If you grew up in West Virginia you have at some points in your childhood gone into the night and caught this small glowing creature. Quietly you wait until the glow of light gives away their location. Then you hurry toward that point and wait until they again turn on their light. Carefully you reach into air and capture the small glowing creature. While you are holding it closed in your hand it once again turns on the light. The light spills between your fingers and penetrates into your hand.

I have a story I told around a campfire many years ago about Mother Nature’s glowing lights in the night. I hope you will enjoy the legend of the Firefly.

A long time ago the Ohio Valley was home to the first true Americans. We know of their existence by the earthen mounds they left behind. These ancient mounds hold many secrets of those early people’s lives. We know of their pottery and basic tools they used in their daily lives. The study of their remains tells us they were not much different from us today.

These Native Americans lived in peace and harmony with the world around them. They most likely lived in a time when everything could be explained with few words. Still today we are unsure what happened to these people. Many ideas have been put forth over the years to try and explain their disappearance.

It had been a long winter for the people in their home near the waters of what we now call the Ohio River. The stores of grain and dried fish had run low due to the extended winter. The waters of the river had frozen deep and no fish or mussels could be harvested from the solid waters. Snows had come early and were deep in the woods that surround the valley. This made it difficult for the mound people to hunt for fresh game. Even the wood that heated their homes was buried deep in the snow and wet. This winter was difficult for the people of the village to survive the extreme conditions.

As the warm sun of spring started to melt the hard grip of winter the first child became sick with the dark fever. The parents tried to give the children as much food as possible to help the young get through until spring. The village’s stores of food had become covered in mold and infested with rodents. The children of the village had suffered through the long dark winter to succumb to sickness the village elders could not stop.

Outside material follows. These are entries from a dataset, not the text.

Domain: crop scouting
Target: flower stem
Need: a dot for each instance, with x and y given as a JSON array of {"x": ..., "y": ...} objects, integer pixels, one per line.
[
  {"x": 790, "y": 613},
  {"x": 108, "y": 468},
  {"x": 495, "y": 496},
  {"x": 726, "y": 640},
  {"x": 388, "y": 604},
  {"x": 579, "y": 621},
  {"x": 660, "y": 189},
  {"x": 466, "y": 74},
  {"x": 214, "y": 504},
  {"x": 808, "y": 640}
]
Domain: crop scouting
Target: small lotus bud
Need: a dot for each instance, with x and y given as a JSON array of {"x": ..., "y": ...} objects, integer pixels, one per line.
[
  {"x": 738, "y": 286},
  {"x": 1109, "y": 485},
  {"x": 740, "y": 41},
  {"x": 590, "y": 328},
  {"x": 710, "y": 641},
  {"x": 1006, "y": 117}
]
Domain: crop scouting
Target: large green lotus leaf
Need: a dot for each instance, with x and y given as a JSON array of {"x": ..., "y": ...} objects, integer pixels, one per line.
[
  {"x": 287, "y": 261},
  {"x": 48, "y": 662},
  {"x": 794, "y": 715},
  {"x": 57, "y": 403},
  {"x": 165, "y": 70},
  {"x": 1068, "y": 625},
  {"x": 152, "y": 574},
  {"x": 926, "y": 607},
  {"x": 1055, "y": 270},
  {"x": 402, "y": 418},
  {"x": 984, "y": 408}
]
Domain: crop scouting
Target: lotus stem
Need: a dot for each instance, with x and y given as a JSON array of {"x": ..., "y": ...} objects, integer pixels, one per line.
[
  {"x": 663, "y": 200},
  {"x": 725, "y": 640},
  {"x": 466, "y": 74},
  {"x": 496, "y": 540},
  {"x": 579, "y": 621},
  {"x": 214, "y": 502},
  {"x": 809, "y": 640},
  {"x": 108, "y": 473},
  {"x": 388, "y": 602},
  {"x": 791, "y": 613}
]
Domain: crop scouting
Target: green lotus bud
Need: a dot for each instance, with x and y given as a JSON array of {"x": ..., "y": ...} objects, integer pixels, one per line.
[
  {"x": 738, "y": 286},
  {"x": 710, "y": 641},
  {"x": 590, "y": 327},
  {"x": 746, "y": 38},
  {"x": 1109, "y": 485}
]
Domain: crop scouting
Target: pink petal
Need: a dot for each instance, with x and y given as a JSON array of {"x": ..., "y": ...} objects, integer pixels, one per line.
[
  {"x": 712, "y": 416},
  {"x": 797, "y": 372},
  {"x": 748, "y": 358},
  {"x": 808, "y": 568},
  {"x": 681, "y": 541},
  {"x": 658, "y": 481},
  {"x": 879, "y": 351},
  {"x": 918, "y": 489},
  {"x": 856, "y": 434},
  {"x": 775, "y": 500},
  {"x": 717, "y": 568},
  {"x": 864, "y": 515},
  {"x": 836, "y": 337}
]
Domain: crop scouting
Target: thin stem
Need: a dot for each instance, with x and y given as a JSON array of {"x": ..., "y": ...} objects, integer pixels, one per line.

As the snow melted and the river began to flow once again, the children became incurably sick with fever. The sickness in the children lingered on until the Water Maple leaves filled the trees.

Then in late spring, one by one, the children that had fought so hard to survive the winter began losing the battle.

By the first days of summer the villagers had lost all the young children to the terrible illness. The villagers used reeds that grew along the river to make a burial shroud for each child. Then in a sacred place each of the children was laid to rest and covered with dirt to create a mound of earth higher than three men tall.

On the first night of the new moon the villagers sat around the mound and sang songs to mourn their loss. Three separate fires surrounded the earthen mound for the ceremony. As the singing stopped, so did the sounds of the night. The villagers became bewildered and afraid at the sudden changes in the night world.

From off the river a sudden gust of wind stirred the fading embers of the fire and the air over the mound became filled with floating embers. They did not fade into the night air, but started to move around the villagers. The creatures of the night that had been silent began to sing as the glowing embers moved up and away from the earthen mound surrounded by the villagers.

An elder stood up and reached for the glowing lights. As he did a small insect lit upon his hand and glowed brightly. He proclaimed to the people that their lost children had returned to light the night. Never again would the children of the village die from the dark fever. The man opened his hand and the glowing insect flew into the night sky.

The next time you hold a firefly in your hand, gently release him to patrol the night to protect the people in a place we call the Ohio Valley.

That is how I believe it happened long ago Thru The Lens.